Qualitative analysis is also far from perfect, but there are many solid and valid methods to use if you want something that makes sense. Like other methods, you can always do crazy stuff with irrelevant variables and end with wild conclusions. Hopefully, rational and ethical people will be involved but that doesn’t always happen. That’s why it’s important to be able to understand the “methods” section of a research report.
Stuart says
Regarding your question about whether it’s morally justifiable to take money from the rich and “give it” to the poor, it brings to mind the book “Plutocrats” by Chrystia Freela and the (now classic) book “The Price of Inequality” by Joseph Stiglitz. Apparently, inequality leads to social upheaval and instability, and revolution, none of which rich people want or hope for. Unfortunately, the 1% usually seems to be insulated from that insight, and many appear to believe that their vast possessions stem from their moral superiority while the rest lack that sort of sensibility.

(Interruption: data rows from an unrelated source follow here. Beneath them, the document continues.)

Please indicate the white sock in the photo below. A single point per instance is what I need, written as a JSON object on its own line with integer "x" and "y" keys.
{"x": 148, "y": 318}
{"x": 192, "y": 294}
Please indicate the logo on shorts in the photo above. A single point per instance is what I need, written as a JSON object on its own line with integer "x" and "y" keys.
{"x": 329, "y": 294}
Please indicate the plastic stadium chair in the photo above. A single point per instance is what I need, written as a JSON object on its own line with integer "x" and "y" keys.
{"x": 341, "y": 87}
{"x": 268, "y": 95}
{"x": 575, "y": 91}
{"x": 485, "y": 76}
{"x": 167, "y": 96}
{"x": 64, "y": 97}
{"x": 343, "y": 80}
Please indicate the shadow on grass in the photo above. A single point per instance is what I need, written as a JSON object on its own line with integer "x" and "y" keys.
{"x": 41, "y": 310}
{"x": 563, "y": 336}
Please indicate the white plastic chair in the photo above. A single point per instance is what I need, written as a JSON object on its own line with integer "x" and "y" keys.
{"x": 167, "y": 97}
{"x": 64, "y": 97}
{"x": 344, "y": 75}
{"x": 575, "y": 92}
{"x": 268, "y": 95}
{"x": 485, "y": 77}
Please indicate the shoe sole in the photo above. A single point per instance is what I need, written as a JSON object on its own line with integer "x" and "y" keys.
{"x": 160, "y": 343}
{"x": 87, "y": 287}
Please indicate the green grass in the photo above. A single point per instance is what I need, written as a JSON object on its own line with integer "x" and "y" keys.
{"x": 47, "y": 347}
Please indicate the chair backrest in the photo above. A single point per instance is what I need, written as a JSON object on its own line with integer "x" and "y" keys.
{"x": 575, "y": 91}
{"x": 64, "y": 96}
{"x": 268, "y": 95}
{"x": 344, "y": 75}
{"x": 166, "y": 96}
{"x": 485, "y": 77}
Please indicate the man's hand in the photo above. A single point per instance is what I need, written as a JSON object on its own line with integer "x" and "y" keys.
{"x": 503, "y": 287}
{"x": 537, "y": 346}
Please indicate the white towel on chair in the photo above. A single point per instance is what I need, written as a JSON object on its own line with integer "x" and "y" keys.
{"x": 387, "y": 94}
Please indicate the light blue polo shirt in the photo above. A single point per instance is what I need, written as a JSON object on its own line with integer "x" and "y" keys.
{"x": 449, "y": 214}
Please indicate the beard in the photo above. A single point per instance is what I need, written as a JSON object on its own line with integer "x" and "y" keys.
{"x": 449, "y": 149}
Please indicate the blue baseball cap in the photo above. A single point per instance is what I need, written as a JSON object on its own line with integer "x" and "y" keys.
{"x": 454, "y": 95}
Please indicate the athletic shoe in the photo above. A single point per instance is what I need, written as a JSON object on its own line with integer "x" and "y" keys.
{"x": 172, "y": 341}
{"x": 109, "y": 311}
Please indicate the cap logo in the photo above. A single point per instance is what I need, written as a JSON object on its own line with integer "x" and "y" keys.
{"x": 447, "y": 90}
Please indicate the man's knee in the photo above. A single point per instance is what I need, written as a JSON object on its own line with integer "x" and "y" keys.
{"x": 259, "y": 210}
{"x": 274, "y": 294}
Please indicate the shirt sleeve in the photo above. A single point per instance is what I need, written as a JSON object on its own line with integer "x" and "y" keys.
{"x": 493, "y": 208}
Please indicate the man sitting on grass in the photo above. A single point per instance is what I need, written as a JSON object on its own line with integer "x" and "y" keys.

As Stiglitz pointed out in his now famous Vanity Fair article, the 1% eventually come to the realization that they really need the lower 98%, and that they are not independent of society or necessarily morally superior. Stiglitz says that insight often comes too late.
Doug Masson says
I think it’s morally justifiable at least to a certain extent both for the utilitarian reasons such as what you describe and because I think a lot of the value acquired by the wealthy is a function of the society in which they had the opportunity to operate.